Die Vorsorgevollmacht gilt unmittelbar, ist aber an die Voraussetzung geknüpft, dass der Vollmachtgeber nicht imstande ist, seinen eigenen Willen zu äußern. Sie können eine Vorsorgevollmacht ohne Notar verfassen, sie sollte aber in jedem Fall im Zentralen Vorsorgeregister der Bundesnotarkammer hinterlegt sein, um sicherzustellen, dass sie im Akutfall sofort abrufbar ist.

Welche Art der Vollmacht ist die richtige, die General- oder Vorsorgevollmacht?

Grundsätzlich gilt: Es besteht keine Notwendigkeit, eine Vollmacht überhaupt näher zu benennen. Solange sie die Umstände eindeutig beschreibt, unter denen sie gelten soll, ist eine nähere Bezeichnung der Vollmacht nicht erforderlich. In der Praxis werden die Bezeichnungen "Generalvollmacht" und "Vorsorgevollmacht" jedoch häufig verwendet, um Außenstehenden wie Geschäftspartnern oder Ärzten direkt mitzuteilen, in welcher Angelegenheit ein Bevollmächtigter mit Entscheidungsbefugnis ausgestattet ist. Ein weiterer möglicher Sonderfall wäre etwa die Patientenvollmacht.

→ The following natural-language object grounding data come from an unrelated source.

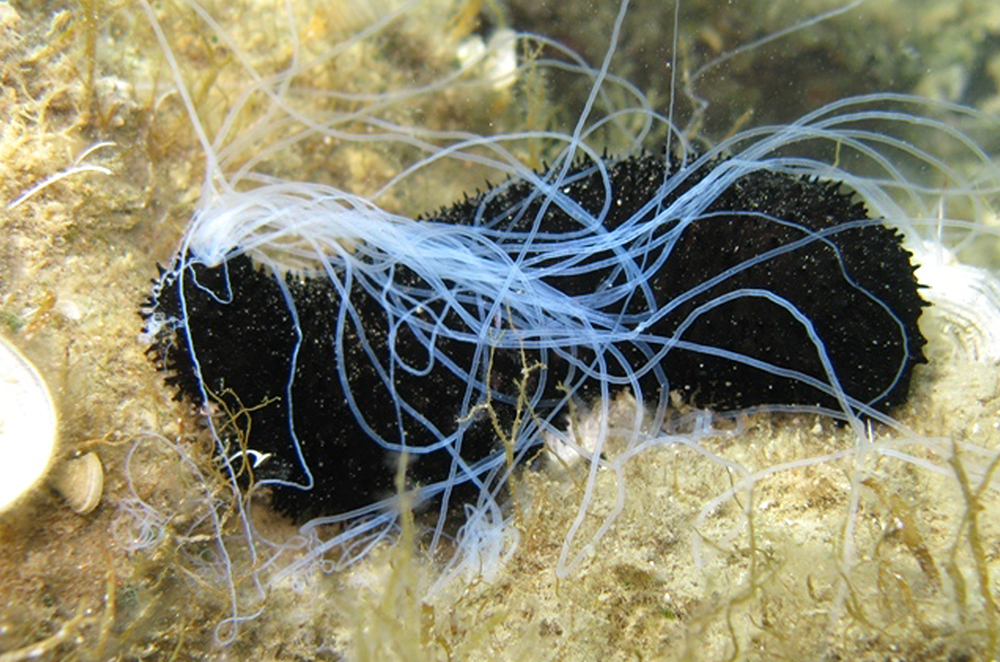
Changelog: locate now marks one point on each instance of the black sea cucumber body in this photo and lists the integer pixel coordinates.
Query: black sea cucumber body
(709, 325)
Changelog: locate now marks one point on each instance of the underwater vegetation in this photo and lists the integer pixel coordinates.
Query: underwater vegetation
(477, 348)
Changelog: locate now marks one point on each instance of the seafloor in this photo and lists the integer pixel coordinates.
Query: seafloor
(846, 559)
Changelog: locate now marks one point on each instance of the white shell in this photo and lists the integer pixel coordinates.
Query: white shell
(27, 425)
(966, 305)
(81, 482)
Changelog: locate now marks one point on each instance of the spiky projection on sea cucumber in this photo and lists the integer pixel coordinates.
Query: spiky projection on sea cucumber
(775, 290)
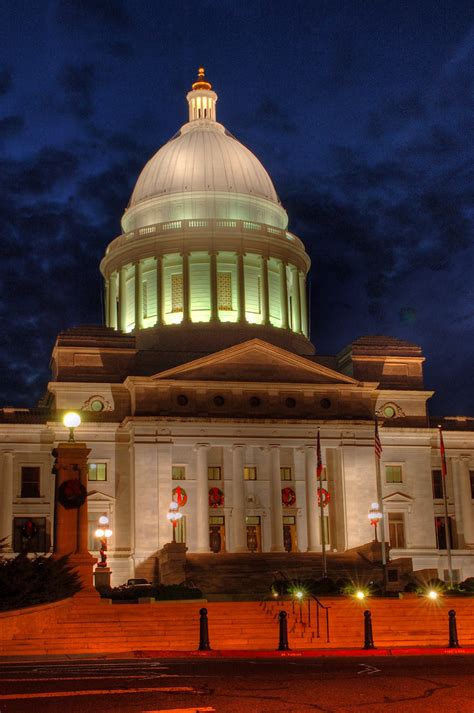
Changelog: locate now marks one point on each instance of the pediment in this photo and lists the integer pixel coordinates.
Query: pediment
(257, 361)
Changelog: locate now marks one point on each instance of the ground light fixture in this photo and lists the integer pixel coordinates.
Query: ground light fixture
(71, 420)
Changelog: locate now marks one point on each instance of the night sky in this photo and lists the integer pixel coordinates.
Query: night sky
(361, 111)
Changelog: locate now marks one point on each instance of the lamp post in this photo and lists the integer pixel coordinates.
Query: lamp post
(374, 516)
(174, 516)
(103, 533)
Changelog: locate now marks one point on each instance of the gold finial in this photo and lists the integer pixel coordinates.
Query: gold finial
(201, 81)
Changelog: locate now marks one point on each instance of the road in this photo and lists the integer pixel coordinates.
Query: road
(332, 685)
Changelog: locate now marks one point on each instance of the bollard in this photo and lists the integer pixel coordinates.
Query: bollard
(204, 644)
(283, 641)
(368, 636)
(453, 630)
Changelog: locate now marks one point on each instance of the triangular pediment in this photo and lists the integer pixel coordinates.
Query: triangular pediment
(257, 361)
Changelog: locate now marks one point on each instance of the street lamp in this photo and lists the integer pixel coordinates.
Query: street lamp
(71, 420)
(103, 533)
(174, 516)
(374, 516)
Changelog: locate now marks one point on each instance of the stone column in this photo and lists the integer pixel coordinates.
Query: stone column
(312, 499)
(241, 285)
(239, 527)
(186, 289)
(159, 290)
(138, 295)
(466, 502)
(214, 305)
(202, 498)
(6, 500)
(277, 509)
(284, 296)
(265, 295)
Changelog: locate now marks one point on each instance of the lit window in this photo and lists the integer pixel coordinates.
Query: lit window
(437, 482)
(178, 472)
(393, 474)
(30, 481)
(214, 473)
(97, 471)
(285, 473)
(224, 290)
(176, 292)
(250, 472)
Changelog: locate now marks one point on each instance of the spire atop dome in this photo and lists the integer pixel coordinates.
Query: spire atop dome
(201, 99)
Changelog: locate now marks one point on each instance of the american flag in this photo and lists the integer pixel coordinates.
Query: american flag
(377, 443)
(319, 467)
(442, 452)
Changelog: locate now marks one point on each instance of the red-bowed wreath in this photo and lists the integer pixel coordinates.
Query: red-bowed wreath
(180, 496)
(72, 494)
(324, 496)
(216, 498)
(288, 497)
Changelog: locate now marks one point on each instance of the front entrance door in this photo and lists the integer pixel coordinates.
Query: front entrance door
(254, 533)
(217, 533)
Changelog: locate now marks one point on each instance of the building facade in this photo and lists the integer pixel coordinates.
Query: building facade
(203, 387)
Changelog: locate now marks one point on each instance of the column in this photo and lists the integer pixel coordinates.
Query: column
(186, 289)
(265, 295)
(122, 300)
(466, 502)
(277, 509)
(283, 296)
(239, 526)
(159, 290)
(138, 295)
(202, 498)
(312, 499)
(6, 501)
(214, 305)
(241, 290)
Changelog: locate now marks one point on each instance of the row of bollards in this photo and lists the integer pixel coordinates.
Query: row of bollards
(283, 644)
(369, 637)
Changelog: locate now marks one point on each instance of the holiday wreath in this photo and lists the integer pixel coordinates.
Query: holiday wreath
(72, 494)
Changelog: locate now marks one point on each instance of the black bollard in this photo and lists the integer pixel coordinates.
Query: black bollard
(283, 642)
(204, 644)
(368, 636)
(453, 630)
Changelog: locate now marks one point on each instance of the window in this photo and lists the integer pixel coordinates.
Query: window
(285, 473)
(178, 472)
(214, 472)
(393, 474)
(224, 290)
(30, 535)
(396, 529)
(437, 482)
(176, 292)
(250, 472)
(30, 481)
(97, 471)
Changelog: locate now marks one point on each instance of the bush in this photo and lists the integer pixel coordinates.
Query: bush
(27, 582)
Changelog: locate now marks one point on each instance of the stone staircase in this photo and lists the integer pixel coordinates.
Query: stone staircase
(247, 575)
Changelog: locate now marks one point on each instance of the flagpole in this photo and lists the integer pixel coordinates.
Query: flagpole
(378, 478)
(445, 500)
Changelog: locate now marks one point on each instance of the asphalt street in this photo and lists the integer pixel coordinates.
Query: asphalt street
(421, 683)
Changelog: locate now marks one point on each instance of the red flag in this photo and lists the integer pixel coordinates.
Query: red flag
(319, 468)
(442, 452)
(377, 443)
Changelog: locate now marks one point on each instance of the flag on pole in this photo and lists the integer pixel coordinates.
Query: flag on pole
(442, 452)
(319, 467)
(377, 443)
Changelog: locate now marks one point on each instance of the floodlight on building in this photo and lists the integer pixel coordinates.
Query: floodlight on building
(71, 420)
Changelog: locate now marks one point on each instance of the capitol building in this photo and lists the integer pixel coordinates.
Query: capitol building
(203, 386)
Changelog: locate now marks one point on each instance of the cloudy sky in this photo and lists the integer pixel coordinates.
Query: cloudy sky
(362, 111)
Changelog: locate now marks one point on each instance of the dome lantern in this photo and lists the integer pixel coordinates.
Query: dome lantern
(201, 99)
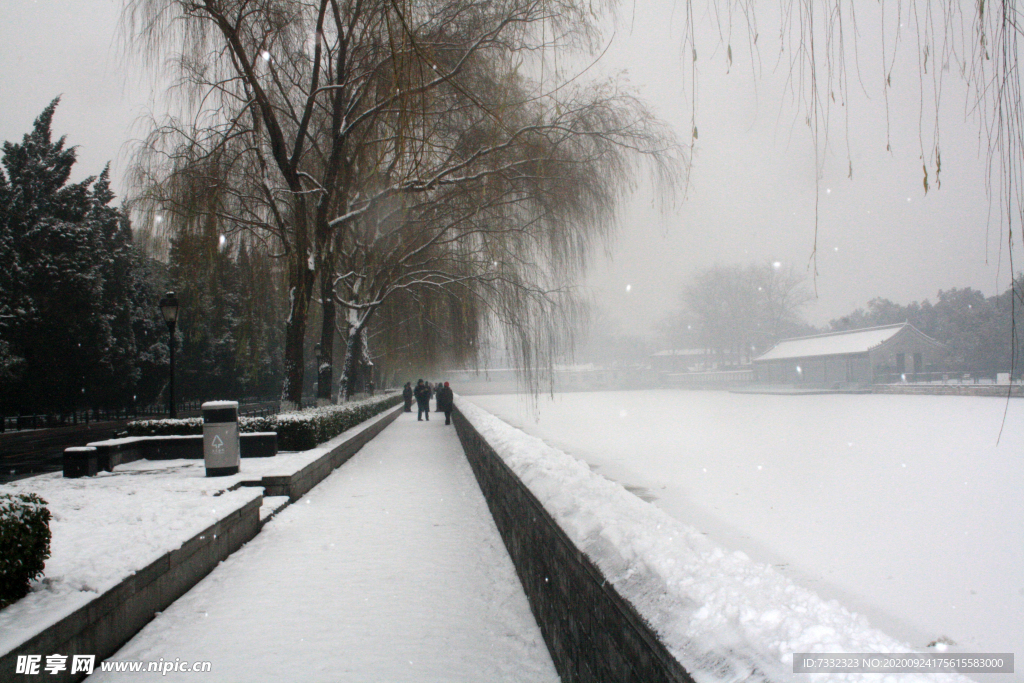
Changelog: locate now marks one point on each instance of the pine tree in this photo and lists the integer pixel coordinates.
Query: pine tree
(67, 272)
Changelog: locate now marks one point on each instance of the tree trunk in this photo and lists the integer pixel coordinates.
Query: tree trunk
(353, 378)
(325, 373)
(300, 289)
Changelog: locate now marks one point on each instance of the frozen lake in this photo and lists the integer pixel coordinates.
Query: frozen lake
(901, 508)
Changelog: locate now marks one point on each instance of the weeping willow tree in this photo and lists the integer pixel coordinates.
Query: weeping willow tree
(381, 146)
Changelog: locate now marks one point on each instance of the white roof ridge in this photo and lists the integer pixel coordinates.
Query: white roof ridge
(837, 333)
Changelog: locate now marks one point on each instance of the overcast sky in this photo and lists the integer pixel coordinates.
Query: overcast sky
(752, 190)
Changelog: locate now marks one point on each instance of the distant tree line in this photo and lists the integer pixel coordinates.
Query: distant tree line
(979, 332)
(737, 312)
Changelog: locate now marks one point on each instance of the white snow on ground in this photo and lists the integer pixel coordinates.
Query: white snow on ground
(900, 507)
(104, 528)
(391, 569)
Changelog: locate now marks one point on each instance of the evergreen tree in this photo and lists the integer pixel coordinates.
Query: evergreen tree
(69, 286)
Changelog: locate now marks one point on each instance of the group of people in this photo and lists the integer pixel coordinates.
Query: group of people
(423, 392)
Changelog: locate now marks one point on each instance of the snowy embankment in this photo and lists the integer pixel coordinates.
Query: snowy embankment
(905, 509)
(107, 527)
(722, 615)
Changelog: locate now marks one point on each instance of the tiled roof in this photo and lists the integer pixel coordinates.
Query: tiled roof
(838, 343)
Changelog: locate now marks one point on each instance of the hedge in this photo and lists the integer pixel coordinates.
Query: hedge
(25, 544)
(299, 430)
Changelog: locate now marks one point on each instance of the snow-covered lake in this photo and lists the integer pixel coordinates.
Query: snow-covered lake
(901, 508)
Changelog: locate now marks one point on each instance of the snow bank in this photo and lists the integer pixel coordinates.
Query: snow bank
(724, 616)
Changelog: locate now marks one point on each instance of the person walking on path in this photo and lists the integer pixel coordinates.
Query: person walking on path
(422, 393)
(407, 393)
(445, 401)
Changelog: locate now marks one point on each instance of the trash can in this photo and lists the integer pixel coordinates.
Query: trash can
(220, 437)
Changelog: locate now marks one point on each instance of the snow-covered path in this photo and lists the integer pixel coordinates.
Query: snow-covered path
(391, 569)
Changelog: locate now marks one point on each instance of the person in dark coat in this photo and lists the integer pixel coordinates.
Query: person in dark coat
(422, 393)
(445, 401)
(407, 393)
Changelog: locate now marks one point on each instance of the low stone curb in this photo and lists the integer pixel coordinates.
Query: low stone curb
(592, 632)
(104, 456)
(108, 622)
(297, 484)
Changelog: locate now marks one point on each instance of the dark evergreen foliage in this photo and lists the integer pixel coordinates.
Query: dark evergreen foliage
(229, 337)
(25, 544)
(77, 311)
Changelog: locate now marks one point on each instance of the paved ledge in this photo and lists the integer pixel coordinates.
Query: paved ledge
(592, 633)
(104, 624)
(325, 459)
(104, 456)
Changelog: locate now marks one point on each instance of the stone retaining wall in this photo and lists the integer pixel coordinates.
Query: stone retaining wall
(1000, 390)
(104, 456)
(592, 633)
(111, 620)
(296, 485)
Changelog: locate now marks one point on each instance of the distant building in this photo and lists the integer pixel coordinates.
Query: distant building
(678, 360)
(884, 354)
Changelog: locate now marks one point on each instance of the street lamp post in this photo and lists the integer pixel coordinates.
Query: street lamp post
(169, 308)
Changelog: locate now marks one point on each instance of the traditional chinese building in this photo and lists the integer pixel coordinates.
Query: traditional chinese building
(883, 354)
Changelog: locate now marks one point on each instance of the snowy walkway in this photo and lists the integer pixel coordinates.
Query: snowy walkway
(391, 569)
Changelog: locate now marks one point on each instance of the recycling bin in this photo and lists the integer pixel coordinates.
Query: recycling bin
(221, 447)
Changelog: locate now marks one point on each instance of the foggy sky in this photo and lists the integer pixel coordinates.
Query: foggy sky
(752, 193)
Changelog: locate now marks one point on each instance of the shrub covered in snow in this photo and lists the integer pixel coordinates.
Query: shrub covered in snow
(180, 427)
(299, 430)
(25, 544)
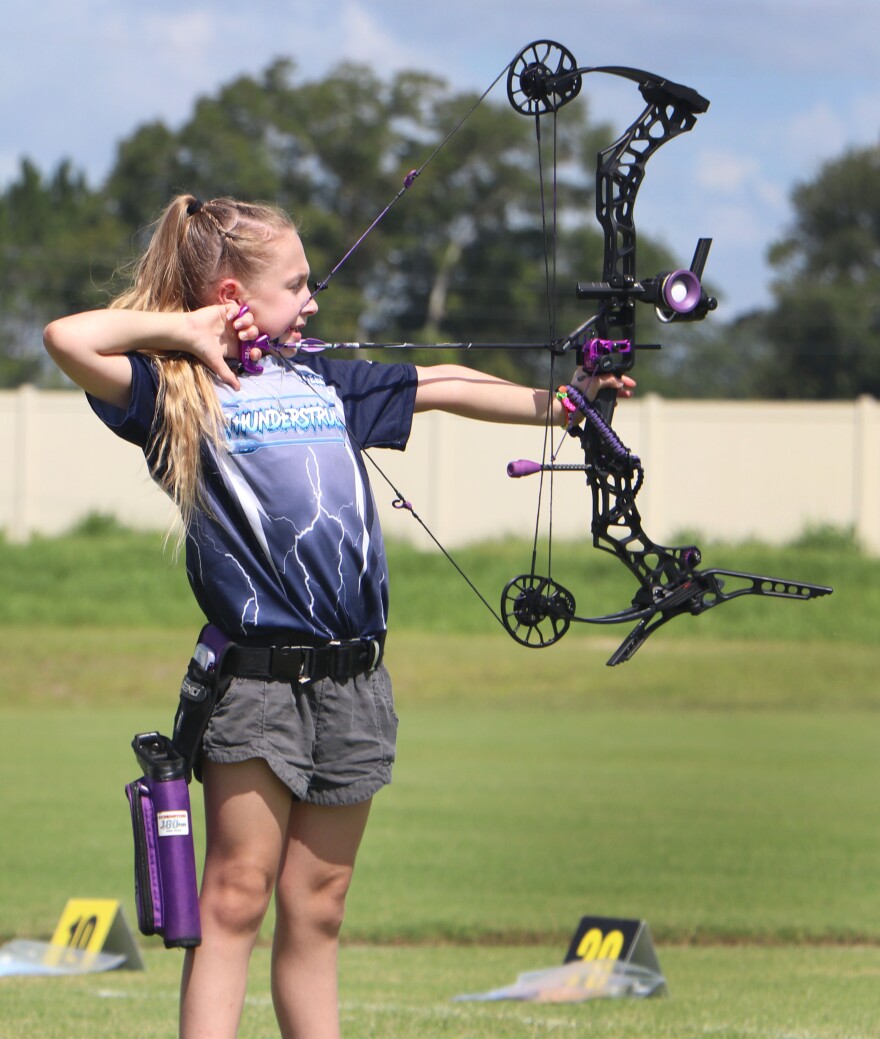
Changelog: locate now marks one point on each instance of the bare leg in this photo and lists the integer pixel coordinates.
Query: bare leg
(310, 901)
(246, 811)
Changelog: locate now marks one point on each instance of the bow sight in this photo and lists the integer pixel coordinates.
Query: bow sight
(536, 610)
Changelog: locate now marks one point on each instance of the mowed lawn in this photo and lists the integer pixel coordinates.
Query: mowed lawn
(723, 790)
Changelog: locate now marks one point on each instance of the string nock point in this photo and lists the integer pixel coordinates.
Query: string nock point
(565, 400)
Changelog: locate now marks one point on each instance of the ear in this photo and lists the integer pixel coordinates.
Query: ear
(229, 290)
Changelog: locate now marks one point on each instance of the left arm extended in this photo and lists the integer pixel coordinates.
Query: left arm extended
(477, 395)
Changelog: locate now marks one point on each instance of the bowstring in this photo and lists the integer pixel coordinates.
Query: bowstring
(551, 243)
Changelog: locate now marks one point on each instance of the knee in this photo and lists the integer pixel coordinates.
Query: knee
(320, 907)
(235, 897)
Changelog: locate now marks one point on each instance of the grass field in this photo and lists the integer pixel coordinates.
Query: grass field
(722, 786)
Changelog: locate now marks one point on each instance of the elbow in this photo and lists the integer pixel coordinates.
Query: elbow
(53, 338)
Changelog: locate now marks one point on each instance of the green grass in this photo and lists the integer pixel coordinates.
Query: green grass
(721, 786)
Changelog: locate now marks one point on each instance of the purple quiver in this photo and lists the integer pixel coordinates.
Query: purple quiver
(166, 890)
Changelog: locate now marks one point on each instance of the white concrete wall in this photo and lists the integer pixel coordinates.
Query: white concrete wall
(725, 470)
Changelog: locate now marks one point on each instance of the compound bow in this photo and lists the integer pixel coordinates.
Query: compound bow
(536, 610)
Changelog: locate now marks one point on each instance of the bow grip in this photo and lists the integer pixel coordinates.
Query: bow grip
(605, 403)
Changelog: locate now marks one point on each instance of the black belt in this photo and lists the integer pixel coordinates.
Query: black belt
(334, 660)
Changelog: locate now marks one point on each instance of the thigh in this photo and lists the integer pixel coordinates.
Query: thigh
(320, 848)
(246, 815)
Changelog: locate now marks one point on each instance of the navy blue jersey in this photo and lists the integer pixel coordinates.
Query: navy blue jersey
(289, 539)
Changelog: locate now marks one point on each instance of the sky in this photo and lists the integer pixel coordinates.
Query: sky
(792, 84)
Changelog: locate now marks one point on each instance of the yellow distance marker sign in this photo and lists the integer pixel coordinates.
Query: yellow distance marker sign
(96, 926)
(611, 940)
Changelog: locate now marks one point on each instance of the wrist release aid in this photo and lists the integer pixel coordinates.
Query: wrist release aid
(165, 885)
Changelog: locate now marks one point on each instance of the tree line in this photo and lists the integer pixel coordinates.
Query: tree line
(465, 260)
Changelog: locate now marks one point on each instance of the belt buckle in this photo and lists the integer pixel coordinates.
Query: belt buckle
(376, 654)
(290, 663)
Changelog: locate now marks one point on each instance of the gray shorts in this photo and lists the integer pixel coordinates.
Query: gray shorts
(331, 743)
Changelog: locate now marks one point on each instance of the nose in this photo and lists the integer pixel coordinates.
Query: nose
(311, 305)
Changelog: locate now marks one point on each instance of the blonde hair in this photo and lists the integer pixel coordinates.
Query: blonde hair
(193, 245)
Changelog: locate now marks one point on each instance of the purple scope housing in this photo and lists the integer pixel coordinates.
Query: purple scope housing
(166, 888)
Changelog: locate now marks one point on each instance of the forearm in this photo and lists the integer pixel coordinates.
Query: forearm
(477, 395)
(90, 347)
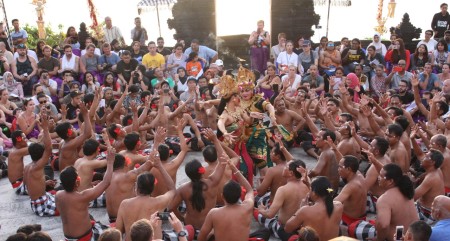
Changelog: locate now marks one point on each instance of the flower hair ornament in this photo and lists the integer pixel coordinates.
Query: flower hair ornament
(117, 130)
(127, 161)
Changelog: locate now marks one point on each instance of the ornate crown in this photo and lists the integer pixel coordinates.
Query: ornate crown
(228, 86)
(245, 78)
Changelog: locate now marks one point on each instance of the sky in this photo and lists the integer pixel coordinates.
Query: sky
(357, 20)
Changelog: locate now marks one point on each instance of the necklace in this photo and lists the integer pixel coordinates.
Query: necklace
(236, 114)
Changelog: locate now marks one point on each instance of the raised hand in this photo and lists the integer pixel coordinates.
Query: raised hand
(111, 155)
(160, 135)
(63, 109)
(42, 119)
(133, 106)
(209, 134)
(83, 108)
(366, 110)
(414, 81)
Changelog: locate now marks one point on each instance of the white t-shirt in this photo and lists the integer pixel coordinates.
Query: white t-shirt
(53, 84)
(431, 45)
(284, 60)
(30, 53)
(96, 51)
(291, 89)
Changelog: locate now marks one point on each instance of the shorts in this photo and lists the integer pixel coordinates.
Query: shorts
(99, 202)
(371, 205)
(92, 234)
(346, 220)
(45, 206)
(362, 230)
(424, 214)
(19, 187)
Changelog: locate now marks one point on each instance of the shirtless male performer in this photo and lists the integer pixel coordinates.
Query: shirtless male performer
(87, 164)
(327, 164)
(354, 194)
(318, 211)
(375, 150)
(396, 206)
(71, 143)
(287, 118)
(274, 176)
(15, 161)
(74, 204)
(234, 219)
(164, 154)
(432, 184)
(42, 202)
(438, 142)
(200, 194)
(286, 201)
(122, 184)
(144, 205)
(210, 157)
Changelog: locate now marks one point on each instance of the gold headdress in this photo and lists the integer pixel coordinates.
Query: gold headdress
(245, 78)
(228, 86)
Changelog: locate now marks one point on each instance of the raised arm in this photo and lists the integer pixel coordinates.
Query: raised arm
(417, 100)
(183, 146)
(46, 140)
(92, 193)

Die Generalvollmacht gilt vielfach als eine Art "Abkürzung". Ehepartner und Familienmitglieder bevollmächtigen einander, um sich im Notfall gegenseitig zu vertreten. Die Generalvollmacht ermächtigt damit zur Vertretung in allen grundsätzlichen Rechtsangelegenheiten. Doch Vorsicht: Bei einigen Regelungen wie etwa dem Geltungsbereich der Vorsorgevollmacht schreibt der Gesetzgeber vor, dass die näheren Umstände explizit in der Vollmacht benannt sein müssen. Das beinhaltet etwa die Einwilligung in bestimmte ärztliche Maßnahmen oder die Entscheidung über die Unterbringung in einem Heim. Daher empfehlen wir generell: Verlassen Sie sich nicht auf die Erteilung einer im Zweifelsfall uneindeutigen Generalvollmacht. Besser ist es, jeden Aspekt der eigenen Vertretung im Notfall individuell zu regeln - mit einer expliziten Vorsorgevollmacht.